Its two-level scheduling mechanism doesn't make scheduling decisions itself, instead it only provides offers representing available resources, and frameworks (like Marathon) decide which resources to use.

Marathon vs. Mesos: a Comparative Overview

Now that we have introduced each player, it is time to compare them on multiple axes.

Functionality Mesos Marathon
Stateless Services Yes Yes
Stateful Services No Yes
Multi-Tenancy Yes Yes
Rolling Upgrades No Yes
Service Discovery No Yes
Load Balancing Requires external service Requires external service

Most features are the same in both cases; Marathon & Mesos are inherently designed to handle large-scale distributed systems. However, the distinctions are in the details.
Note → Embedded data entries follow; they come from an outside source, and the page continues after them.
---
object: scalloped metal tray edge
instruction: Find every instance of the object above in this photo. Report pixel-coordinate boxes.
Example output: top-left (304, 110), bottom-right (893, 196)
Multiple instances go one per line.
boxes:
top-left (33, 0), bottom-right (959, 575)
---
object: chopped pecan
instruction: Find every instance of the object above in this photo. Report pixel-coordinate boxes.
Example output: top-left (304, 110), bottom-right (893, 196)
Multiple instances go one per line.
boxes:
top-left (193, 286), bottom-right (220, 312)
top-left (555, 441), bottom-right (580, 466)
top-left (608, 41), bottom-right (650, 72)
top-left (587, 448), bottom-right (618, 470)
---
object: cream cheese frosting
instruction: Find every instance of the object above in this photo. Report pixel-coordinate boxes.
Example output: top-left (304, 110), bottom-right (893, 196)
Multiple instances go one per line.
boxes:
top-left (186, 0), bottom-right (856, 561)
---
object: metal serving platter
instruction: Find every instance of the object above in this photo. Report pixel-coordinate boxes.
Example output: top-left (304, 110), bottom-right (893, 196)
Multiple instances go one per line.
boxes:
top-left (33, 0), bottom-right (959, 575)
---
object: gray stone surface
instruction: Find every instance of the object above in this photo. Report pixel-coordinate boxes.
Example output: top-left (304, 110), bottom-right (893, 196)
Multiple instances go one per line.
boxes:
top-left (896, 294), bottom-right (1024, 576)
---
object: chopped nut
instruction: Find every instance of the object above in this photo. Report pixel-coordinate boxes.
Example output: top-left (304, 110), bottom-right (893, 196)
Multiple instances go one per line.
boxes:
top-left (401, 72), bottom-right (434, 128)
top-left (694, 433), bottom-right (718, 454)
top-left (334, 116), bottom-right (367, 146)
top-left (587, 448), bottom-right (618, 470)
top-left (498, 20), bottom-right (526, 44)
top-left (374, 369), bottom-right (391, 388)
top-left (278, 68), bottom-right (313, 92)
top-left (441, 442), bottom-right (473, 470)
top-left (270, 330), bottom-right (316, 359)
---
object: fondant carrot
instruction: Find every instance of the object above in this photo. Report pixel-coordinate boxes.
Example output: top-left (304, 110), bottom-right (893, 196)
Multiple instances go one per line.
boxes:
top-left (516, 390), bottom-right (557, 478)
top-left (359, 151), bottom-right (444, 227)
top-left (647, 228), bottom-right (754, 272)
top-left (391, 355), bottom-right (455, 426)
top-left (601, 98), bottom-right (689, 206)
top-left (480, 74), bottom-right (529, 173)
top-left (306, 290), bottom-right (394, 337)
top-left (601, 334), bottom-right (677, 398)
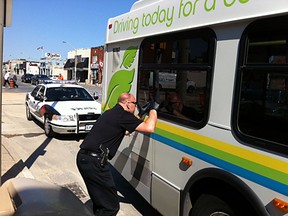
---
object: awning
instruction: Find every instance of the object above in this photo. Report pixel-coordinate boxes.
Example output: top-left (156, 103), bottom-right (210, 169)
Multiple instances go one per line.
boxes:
top-left (77, 58), bottom-right (89, 71)
top-left (64, 59), bottom-right (75, 70)
top-left (64, 58), bottom-right (89, 71)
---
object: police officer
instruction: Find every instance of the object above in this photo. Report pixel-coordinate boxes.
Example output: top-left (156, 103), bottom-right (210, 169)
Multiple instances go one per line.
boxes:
top-left (76, 93), bottom-right (158, 216)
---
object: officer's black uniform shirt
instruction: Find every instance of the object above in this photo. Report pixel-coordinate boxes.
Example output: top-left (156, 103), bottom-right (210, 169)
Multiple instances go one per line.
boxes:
top-left (80, 104), bottom-right (142, 159)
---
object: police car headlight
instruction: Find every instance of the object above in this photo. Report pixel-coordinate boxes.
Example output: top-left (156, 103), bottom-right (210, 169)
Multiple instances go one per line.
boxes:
top-left (52, 115), bottom-right (75, 122)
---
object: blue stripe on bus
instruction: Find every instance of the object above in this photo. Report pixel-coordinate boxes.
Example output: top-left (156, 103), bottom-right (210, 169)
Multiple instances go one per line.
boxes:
top-left (152, 134), bottom-right (288, 196)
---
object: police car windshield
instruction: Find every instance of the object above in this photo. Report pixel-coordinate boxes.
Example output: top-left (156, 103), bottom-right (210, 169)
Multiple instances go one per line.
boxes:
top-left (46, 87), bottom-right (94, 101)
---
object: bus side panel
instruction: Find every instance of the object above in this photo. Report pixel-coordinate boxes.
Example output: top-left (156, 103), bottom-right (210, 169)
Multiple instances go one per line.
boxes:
top-left (151, 174), bottom-right (180, 216)
top-left (102, 41), bottom-right (153, 203)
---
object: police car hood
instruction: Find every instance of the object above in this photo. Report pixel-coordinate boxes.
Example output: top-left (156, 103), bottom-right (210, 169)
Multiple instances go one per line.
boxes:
top-left (46, 101), bottom-right (101, 115)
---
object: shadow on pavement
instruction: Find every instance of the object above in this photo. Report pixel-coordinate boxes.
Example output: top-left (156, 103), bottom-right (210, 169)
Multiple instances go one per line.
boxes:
top-left (1, 138), bottom-right (51, 184)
Steve Wozniak once said, "I think there is a world market for maybe five computers." If only he knew how times would change. Today, successful management of distributed systems is a growing demand in technology.

Conclusion

In simple terms, Mesos is best suited if your workloads are based on assorted microservices running in containers while Marathon is more applicable if your concern is to ensure high availability of long-running applications.

Both Mesos & Marathon are powerful & versatile tools designed with the mindset of ‘making operations easy’. They emerge from different corners of the problem space, but together, they work seamlessly, providing solutions for cluster management, workload scheduling, and maintaining the desired state—all key to running distributed systems like a pro!
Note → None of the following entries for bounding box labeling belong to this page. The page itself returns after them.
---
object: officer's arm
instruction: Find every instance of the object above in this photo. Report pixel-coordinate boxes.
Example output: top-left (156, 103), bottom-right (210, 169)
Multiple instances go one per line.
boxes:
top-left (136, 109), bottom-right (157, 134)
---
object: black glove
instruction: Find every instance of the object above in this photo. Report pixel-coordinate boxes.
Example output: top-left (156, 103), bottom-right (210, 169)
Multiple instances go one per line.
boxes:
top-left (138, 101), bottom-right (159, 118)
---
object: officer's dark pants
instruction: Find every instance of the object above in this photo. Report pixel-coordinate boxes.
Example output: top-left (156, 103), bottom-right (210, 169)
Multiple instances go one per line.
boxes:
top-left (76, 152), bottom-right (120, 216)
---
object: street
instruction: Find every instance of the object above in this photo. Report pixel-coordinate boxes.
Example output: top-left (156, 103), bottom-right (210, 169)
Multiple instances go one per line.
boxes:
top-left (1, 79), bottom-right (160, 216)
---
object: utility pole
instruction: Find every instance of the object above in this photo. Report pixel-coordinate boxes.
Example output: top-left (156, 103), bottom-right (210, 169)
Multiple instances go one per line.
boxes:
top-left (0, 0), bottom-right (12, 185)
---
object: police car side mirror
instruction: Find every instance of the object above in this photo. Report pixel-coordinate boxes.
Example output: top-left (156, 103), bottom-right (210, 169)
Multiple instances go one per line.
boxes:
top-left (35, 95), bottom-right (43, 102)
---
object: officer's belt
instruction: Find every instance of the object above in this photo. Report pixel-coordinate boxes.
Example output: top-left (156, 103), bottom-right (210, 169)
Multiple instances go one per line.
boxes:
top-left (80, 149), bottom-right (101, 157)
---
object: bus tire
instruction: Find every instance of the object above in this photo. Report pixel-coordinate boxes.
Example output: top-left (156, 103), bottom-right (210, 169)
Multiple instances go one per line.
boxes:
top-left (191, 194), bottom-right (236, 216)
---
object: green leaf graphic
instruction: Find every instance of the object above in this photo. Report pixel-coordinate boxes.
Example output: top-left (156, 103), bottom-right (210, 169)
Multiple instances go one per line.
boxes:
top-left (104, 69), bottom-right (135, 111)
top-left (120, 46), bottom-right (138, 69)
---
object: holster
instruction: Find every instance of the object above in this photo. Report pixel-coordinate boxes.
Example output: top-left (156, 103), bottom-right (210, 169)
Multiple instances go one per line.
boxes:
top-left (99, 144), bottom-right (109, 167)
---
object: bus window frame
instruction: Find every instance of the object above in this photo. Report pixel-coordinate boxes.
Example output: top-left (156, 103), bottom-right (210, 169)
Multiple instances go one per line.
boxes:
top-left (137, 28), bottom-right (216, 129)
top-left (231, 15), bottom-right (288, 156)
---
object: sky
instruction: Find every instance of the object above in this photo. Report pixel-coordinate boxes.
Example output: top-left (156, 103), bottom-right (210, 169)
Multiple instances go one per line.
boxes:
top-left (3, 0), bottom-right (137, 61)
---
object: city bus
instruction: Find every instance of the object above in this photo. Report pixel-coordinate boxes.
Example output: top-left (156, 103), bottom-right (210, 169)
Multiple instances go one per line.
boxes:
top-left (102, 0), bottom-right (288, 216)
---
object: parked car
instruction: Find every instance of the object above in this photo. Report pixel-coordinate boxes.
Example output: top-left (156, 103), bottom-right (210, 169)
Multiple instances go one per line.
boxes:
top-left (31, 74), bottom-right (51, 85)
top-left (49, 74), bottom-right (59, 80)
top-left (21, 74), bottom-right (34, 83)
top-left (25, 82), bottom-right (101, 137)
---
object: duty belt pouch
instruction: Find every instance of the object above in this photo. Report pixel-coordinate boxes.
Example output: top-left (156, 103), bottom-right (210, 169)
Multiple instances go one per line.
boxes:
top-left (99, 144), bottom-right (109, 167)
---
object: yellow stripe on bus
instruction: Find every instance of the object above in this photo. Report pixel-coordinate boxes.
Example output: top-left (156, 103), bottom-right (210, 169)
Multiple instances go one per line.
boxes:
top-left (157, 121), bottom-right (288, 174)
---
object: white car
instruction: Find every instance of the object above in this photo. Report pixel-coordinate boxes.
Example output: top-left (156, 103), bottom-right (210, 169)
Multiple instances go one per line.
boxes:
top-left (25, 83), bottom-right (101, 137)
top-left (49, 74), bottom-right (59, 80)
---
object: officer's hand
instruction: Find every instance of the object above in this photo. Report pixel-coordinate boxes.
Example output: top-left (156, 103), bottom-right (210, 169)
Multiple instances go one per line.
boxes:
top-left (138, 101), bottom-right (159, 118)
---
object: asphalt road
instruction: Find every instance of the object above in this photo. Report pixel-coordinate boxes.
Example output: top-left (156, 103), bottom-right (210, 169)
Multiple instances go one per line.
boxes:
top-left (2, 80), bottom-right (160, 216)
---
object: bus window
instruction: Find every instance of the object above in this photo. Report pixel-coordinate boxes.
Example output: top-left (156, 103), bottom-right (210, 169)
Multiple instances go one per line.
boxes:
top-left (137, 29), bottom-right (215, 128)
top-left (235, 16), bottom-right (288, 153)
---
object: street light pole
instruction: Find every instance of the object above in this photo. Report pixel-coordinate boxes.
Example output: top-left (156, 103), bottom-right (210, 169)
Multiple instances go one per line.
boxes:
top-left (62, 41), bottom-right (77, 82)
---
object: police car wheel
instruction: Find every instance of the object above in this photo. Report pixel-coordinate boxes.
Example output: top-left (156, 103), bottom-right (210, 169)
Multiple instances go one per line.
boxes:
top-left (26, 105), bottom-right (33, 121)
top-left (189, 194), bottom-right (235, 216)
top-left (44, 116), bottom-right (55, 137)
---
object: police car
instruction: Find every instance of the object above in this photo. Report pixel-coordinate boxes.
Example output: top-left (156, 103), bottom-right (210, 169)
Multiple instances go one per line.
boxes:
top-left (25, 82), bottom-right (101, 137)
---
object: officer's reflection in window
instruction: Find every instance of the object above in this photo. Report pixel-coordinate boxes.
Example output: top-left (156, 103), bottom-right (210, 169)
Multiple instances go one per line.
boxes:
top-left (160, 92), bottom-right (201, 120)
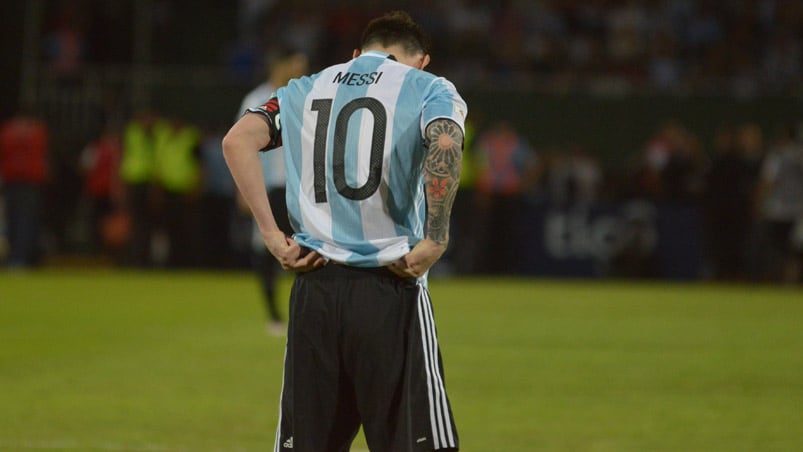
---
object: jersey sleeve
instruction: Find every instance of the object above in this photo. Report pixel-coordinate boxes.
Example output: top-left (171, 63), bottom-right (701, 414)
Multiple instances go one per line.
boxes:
top-left (421, 77), bottom-right (468, 136)
top-left (246, 96), bottom-right (282, 151)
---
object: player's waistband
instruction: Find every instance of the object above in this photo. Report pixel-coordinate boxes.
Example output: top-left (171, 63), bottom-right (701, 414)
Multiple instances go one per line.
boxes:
top-left (302, 261), bottom-right (415, 283)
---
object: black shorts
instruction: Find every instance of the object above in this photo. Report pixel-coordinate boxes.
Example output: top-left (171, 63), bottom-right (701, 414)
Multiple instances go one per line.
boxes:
top-left (274, 263), bottom-right (458, 452)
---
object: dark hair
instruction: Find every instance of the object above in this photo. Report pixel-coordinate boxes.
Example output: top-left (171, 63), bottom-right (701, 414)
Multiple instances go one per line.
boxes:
top-left (360, 11), bottom-right (430, 54)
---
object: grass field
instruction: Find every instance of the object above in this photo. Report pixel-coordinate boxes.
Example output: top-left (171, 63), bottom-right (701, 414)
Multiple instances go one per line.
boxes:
top-left (0, 271), bottom-right (803, 452)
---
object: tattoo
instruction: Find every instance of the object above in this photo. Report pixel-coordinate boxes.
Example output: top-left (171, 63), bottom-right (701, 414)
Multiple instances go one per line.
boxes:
top-left (424, 119), bottom-right (463, 245)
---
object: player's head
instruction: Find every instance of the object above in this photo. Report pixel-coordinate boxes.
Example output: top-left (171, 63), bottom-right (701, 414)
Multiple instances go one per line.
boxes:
top-left (354, 11), bottom-right (430, 69)
top-left (266, 46), bottom-right (309, 87)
At the end of the day, choosing between Marathon and Mesos isn't an "either-or" decision. True distributed system management nirvana lies in mastering both. It's more akin to choosing between Stallone & Schwarzenegger in their prime; both superstars, yet each with their unique style and flair.

What makes these tools exotic, cutting-edge and ultimately, the choice of pro-users, is their combined ability to manage resources adeptly and efficiently. Remember, being a pro at managing distributed systems isn't just about using the right tools, it’s about understanding their strengths, limitations, and leveraging them strategically.

+"As Alan Kay said, "Simple things should be simple, complex things should be possible." With Mesos and Marathon, achieving that possibility is within reach!